La Soif du mal débute par un très long plan séquence, comme Orson Welles les affectionne tout particulièrement. La scène est tournée le 14 mars 1957. Cette séquence d’ouverture plante le décor et traduit l’atmosphère pesante et inquiétante qui règne sur la ville. Pour des raisons pratiques, le tournage s’est déroulé aux Usa et non pas au Mexique où est censée se situer l’intrigue. La ville de Venice (21) en Californie a été choisie (sur les conseils d’Aldous Huxley (22)) car sa ressemblance avec Los Robles (ville imaginaire) était crédible à l’image.
(21) https://fr.wikipedia.org/wiki/Venice_(Los_Angeles)
(22) https://fr.wikipedia.org/wiki/Aldous_Huxley

Les studios Universal (5) choisissent Janet Leigh pour être l’actrice principale de La Soif du mal. Peu avant le début du tournage, elle se casse le bras. Il n’est pas question pour autant de la remplacer. Orson Welles envisage d’abord d’intégrer sa blessure à l’intrigue. Finalement, le plâtre de l’actrice est dissimulé tout au long du film. Janet Leigh enlève son plâtre le temps d’une scène : celle où elle se fait agresser dans le motel.
- le très long plan séquence (3 min 20 s) qui ouvre le film, tourné à partir d’une grue en mouvement, est considéré comme un modèle du genre. Cependant, lors de la prise, le douanier n’arrivait pas à rendre son texte correctement. Il a finalement été postsynchronisé.

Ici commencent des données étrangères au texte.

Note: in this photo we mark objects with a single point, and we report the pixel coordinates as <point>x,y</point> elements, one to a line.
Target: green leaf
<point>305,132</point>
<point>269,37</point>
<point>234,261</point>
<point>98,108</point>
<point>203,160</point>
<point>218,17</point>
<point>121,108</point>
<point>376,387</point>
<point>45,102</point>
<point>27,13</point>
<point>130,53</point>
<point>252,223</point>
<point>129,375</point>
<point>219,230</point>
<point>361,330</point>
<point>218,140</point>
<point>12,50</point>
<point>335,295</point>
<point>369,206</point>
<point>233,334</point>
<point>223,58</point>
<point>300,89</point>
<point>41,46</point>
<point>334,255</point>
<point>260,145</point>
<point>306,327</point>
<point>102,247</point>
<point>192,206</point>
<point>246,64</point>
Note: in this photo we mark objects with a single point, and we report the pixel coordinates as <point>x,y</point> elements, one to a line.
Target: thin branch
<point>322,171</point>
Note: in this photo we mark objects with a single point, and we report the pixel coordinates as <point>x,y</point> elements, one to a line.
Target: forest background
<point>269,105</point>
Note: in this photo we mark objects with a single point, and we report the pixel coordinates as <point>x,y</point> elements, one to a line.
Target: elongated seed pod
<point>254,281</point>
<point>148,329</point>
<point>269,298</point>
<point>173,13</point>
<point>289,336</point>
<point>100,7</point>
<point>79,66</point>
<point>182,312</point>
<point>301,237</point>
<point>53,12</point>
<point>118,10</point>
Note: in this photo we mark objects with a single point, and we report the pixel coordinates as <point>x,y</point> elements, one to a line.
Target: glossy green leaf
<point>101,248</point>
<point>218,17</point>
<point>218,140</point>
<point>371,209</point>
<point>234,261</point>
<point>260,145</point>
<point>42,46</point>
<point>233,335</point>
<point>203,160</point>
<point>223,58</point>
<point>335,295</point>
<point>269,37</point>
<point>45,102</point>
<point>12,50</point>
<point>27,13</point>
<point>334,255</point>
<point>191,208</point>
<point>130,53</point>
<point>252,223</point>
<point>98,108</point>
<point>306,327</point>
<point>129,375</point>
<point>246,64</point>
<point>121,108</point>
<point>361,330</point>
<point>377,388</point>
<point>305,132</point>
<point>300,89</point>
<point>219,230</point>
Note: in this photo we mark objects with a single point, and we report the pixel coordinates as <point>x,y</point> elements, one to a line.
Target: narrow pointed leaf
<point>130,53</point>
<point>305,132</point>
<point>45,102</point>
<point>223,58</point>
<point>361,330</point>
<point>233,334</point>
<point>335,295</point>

- c’est le dernier film hollywoodien de Welles.
- dans le film Get shorty (23), le personnage de Chili Palmer, passionné de cinéma et incarné par John Travolta, assiste à une projection de ce film dans un cinéma de Los Angeles.
(23) https://fr.wikipedia.org/wiki/Get_Shorty

(...) Après un début étonnant de virtuosité, où une caméra montée sur une grue pourchasse une voiture, Welles engage le fer avec les normes habituelles de la technique et accessoirement de la morale. Il compose une suite de tableaux où jouent les ombres et les visage grimaçants, où la mort rôde dans les échafaudages métalliques où le décor étonnant d’une ville frontière étouffe encore plus les personnages. Quant à lui, il donne au capitaine Quinlan une présence telle que seul l’acteur Orson Welles était capable de la composer. Sueur, graisse, yeux porcins, démarche claudicante ; il a tout mis. Est-ce trop ? Quand on voit le résultat, on est littéralement stupéfié.

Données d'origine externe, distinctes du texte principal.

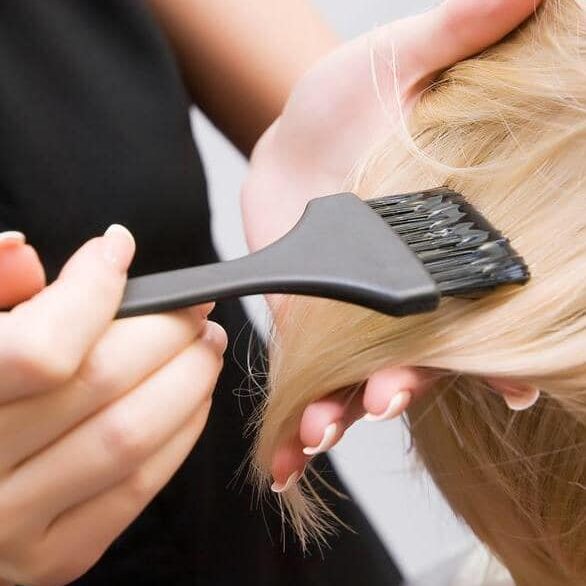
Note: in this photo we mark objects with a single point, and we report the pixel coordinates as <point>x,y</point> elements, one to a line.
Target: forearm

La Soif du mal est un film en marge, bourré d’étranges qualités et, à l’image de son auteur, à la limite du génie et de l’hénaurme. Seuls les sots s’en plaindront, car rares sont les œuvres cinématographiques qui font confiance au spectateur, considéré ici comme un adulte à part entière.

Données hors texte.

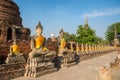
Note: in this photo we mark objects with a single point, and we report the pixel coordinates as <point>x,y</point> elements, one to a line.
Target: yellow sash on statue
<point>63,43</point>
<point>39,41</point>
<point>15,49</point>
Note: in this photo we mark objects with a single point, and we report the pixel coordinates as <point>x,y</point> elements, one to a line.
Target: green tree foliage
<point>85,34</point>
<point>110,33</point>
<point>69,37</point>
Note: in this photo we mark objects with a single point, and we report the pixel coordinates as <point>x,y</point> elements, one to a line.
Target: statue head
<point>39,29</point>
<point>61,33</point>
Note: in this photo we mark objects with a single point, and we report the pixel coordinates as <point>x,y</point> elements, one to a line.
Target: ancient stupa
<point>11,23</point>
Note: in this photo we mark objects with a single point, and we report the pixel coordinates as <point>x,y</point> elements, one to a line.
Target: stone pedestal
<point>40,65</point>
<point>13,58</point>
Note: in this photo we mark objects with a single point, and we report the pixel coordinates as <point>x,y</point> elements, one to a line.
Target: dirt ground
<point>85,70</point>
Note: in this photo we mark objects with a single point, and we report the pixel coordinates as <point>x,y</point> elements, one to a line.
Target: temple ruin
<point>11,23</point>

Guy Allombert in La Saison cinématographique 1958

(...) Un grand film, peut-être ; un film qui ne cesse de fasciner, certainement ; mais on finit aussi par le trouver en quelque sorte troublant. Plus que Shakespeare, avec qui Welles a si obstinément, semble-t-il, cherché la comparaison, on peut préférer invoquer Webster (24) dans les pièces duquel la créativité élisabéthaine dégénère en morbidité et en décadence. Shakespeare peut nous faire penser que son Macbeth représente une possibilité en chacun de nous, mais il ne nous entraîne jamais à nous faire ses complices comme le fait Welles avec Quinlan - il ne nous incite jamais à pardonner les crimes de Macbeth. L’intérêt pour le mal peut imperceptiblement se fondre dans la fascination du mal, qui peut à son tour se transformer en célébration du mal. Le film de Welles ne prend jamais cette forme : le profond malaise moral et métaphysique qu’il communique résiste à une définition aussi simple. Mais il laisse subsister dans l’esprit un trouble d’où n’est pas entièrement absent le dégoût.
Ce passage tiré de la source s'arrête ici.